Liberal Democrat London Assembly member Caroline Pidgeon, a long-time critic of the bridge and its procurement history, accused Khan of adopting ’exactly the same’ position as his predecessor Boris Johnson in refusing to listen to those with serious concerns about the project.
‘These stretch from TCOS through to Inner London Ramblers, and from the president of the RIBA through to a growing number of councillors from both Lambeth and Westminster,’ Pidgeon said. ‘You can’t claim to be the mayor for all Londoners and then ensure your office door is only open to those who back the Garden Bridge.’
If you’re well-connected and slick you can access Sadiq’s closest advisers
Former Tory transport minister and candidate for mayor of London, Steven Norris, called the FOI findings ‘worrying’.
‘Sadiq Khan has of course asked Margaret Hodge to look at the value for money of the scheme, but it is surely only fair that its many opponents have the chance to make their case to the mayor’s chief of staff if not to the mayor himself,’ Norris said.
TCOS member Michael Ball said it was notable that Khan is willing to meet with ‘developers and money men’ but would not properly scrutinise what he described as the waste of ‘tens of millions of pounds’ worth of taxpayers’ money.
‘The message is clear,’ Ball said. ‘If you’re well-connected and slick you can access Sadiq’s closest advisers and persuade him to commit yet more of our money on this sinking project.
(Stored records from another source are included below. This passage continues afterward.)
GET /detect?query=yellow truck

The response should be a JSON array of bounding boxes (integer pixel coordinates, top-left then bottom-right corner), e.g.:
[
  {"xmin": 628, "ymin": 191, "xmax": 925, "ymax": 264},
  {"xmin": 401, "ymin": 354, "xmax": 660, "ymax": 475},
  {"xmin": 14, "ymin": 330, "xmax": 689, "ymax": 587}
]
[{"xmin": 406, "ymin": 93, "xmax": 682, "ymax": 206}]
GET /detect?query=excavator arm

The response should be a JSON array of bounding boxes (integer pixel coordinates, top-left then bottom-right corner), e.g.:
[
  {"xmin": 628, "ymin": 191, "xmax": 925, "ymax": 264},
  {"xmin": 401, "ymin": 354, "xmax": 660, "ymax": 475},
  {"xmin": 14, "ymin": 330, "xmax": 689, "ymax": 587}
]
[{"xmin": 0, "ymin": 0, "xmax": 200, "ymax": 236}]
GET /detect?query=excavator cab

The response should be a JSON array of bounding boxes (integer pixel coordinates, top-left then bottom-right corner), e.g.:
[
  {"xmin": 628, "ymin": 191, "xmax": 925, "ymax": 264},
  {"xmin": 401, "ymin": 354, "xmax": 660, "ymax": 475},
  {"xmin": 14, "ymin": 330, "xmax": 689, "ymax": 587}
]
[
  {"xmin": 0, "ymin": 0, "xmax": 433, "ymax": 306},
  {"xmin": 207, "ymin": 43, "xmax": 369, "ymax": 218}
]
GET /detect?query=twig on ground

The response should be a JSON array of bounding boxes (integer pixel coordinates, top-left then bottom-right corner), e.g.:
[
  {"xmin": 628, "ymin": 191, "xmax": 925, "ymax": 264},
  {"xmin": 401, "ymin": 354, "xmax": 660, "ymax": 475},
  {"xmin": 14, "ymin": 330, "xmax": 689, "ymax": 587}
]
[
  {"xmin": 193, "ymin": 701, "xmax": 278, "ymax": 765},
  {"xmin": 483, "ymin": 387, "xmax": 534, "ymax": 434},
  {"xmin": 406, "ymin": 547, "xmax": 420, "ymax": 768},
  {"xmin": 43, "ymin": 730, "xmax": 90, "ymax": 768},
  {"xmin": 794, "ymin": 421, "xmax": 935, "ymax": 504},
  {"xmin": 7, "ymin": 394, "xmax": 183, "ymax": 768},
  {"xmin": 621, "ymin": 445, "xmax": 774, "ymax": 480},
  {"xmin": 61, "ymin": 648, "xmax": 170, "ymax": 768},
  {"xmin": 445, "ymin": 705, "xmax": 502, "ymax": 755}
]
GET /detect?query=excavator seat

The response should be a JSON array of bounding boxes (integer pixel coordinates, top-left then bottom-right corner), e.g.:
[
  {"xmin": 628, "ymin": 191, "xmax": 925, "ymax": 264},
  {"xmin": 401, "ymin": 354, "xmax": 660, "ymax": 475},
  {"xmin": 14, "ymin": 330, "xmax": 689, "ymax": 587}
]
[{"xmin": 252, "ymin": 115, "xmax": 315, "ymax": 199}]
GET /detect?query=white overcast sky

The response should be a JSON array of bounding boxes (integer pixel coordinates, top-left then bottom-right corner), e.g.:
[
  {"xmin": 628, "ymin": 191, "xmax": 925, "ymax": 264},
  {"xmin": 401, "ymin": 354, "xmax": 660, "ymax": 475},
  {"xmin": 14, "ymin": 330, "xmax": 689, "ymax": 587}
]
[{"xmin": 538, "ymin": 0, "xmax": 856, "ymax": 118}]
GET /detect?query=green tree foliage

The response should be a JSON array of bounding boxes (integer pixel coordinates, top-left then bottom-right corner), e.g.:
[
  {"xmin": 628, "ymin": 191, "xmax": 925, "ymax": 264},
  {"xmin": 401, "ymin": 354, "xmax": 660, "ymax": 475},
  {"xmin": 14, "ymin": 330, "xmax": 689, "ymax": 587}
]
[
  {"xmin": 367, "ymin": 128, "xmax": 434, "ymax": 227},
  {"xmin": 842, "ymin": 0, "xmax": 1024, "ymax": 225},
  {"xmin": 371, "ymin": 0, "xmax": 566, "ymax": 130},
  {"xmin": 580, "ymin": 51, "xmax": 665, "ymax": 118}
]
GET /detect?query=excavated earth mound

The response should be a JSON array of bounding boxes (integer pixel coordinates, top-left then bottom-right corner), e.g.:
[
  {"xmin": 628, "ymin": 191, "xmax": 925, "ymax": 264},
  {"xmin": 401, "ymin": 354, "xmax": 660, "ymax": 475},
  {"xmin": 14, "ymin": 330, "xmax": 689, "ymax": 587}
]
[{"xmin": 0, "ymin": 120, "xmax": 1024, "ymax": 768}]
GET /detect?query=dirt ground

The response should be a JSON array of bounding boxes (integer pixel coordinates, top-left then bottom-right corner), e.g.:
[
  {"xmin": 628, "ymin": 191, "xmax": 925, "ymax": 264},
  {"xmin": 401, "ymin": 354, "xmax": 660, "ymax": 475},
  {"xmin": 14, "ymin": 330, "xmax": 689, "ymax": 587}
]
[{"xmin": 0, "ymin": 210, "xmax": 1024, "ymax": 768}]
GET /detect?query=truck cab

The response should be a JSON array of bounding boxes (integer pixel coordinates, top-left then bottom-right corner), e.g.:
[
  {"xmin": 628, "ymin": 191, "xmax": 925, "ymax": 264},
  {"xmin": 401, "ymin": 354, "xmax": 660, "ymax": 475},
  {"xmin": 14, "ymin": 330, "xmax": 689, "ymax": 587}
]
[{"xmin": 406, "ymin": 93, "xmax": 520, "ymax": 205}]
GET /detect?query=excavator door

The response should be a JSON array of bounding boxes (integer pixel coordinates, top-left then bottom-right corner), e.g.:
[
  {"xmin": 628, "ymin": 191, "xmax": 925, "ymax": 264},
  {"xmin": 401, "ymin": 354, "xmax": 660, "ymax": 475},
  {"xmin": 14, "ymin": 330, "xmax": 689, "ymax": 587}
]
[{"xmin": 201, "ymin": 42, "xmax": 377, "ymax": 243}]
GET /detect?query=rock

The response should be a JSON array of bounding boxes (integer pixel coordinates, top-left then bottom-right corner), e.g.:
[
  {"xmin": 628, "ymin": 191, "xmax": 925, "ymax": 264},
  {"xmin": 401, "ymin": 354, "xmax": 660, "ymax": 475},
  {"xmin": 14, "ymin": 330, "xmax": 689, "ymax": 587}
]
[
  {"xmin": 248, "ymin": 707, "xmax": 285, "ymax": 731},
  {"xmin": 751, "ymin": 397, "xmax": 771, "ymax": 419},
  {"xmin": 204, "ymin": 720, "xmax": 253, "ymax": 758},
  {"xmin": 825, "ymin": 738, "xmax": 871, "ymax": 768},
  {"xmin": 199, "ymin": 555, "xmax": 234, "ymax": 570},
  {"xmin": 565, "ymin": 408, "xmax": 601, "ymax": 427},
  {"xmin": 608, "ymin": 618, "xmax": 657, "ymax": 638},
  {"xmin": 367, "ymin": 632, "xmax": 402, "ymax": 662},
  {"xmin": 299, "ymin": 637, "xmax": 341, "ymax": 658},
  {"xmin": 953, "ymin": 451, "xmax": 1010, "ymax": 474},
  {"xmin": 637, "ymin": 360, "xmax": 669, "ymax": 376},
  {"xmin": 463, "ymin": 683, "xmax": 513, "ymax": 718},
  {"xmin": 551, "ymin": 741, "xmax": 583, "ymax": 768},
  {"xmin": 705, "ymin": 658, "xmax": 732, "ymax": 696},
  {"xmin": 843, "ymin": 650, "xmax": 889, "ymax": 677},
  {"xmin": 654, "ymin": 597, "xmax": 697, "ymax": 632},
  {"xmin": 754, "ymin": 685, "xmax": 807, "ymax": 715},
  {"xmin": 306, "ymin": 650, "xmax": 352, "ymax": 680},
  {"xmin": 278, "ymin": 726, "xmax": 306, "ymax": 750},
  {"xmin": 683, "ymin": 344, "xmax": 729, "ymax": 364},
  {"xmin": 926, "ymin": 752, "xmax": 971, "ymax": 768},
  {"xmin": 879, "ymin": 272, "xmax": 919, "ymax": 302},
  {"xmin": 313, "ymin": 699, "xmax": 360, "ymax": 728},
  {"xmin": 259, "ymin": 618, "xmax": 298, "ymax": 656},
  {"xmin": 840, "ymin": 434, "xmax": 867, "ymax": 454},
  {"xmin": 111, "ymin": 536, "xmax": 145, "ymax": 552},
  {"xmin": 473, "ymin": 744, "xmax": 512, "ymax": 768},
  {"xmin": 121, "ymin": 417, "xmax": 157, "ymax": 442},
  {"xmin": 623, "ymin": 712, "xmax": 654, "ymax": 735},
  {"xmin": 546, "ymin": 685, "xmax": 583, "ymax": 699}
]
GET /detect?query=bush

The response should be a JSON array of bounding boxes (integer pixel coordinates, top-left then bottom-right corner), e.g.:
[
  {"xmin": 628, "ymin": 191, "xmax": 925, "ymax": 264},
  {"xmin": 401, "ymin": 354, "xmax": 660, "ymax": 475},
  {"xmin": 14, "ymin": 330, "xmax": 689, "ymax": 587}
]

But if you represent ordinary Londoners - 70 per cent of whom don’t want this wretched bridge - you can wait until the twelfth of never to meet him.
‘Even his GLA Labour Party colleagues are refused access, and are forced to pass resolutions, supported by all parties, protecting the public purse from this vanity project.’
It is important that the mayor hears… not just the propaganda
Labour London Assembly Tom Copley did not criticise Khan directly but urged him to meet with campaigners and the local community ‘at the earliest opportunity’.
He said: ‘It is important that the mayor hears first-hand the views of those who oppose the Garden Bridge, not just the propaganda spewed out by the glossy PR machine at the Garden Bridge Trust.’
Last August, the AJ revealed that the newly-elected Khan had turned down separate meeting requests with leading architects Richard Rogers, Terry Farrell and Jane Duncan, by citing his busy schedule.
A spokesperson for the mayor of London said: ‘The mayor’s position is widely on the record. He is supportive of the project but is clear that no more of Londoners’ taxes for which he is responsible will go into the Garden Bridge.
‘The Garden Bridge Trust has had a funding commitment from TfL established by the previous mayor and therefore it is right that his team monitors progress with the project.’
Garden bridge revised
Will Jennings, anti-Garden Bridge campaigner and founder of A Folly for London
’In his publication “A City For All Londoners” last October, Sadiq stated, “I will work with communities and civil society groups across London to encourage active participation in community and civic life.” The Garden Bridge has helped instigate some of the most determined, deeply-researched and active citizens who would welcome the opportunity to work with Sadiq, but the mayor has simply turned his back.’
Alexandra Runswick of the Alliance for Lobbying Transparency
’The Garden Bridge is a contentious project with strong views on both sides. Fundamentally however, this project is going to be funded by the public purse and the mayor therefore has a duty to be fully transparent about how he is making decisions, and the public must be able to hold him account for these decisions. The mayor and his team must be willing to meet with both sides, otherwise they are left open to the charge that special interests are being granted privileged access. This gives the impression they are subject to undue influence, which undermines democratic processes and trust in government.
’Decision-making in local government must be open and transparent. Unfortunately we have a very weak statutory lobbying register in place which does not cover the mayor’s office. We therefore know very little about who is seeking to influence the mayor, and about what policy areas or projects. The mayor and his staff must be open to hearing a full range of views on which they can deliberate and make a fully informed decision that is influenced by a wide range of stakeholders, and not just those who are given privileged access to the mayor’s staff.’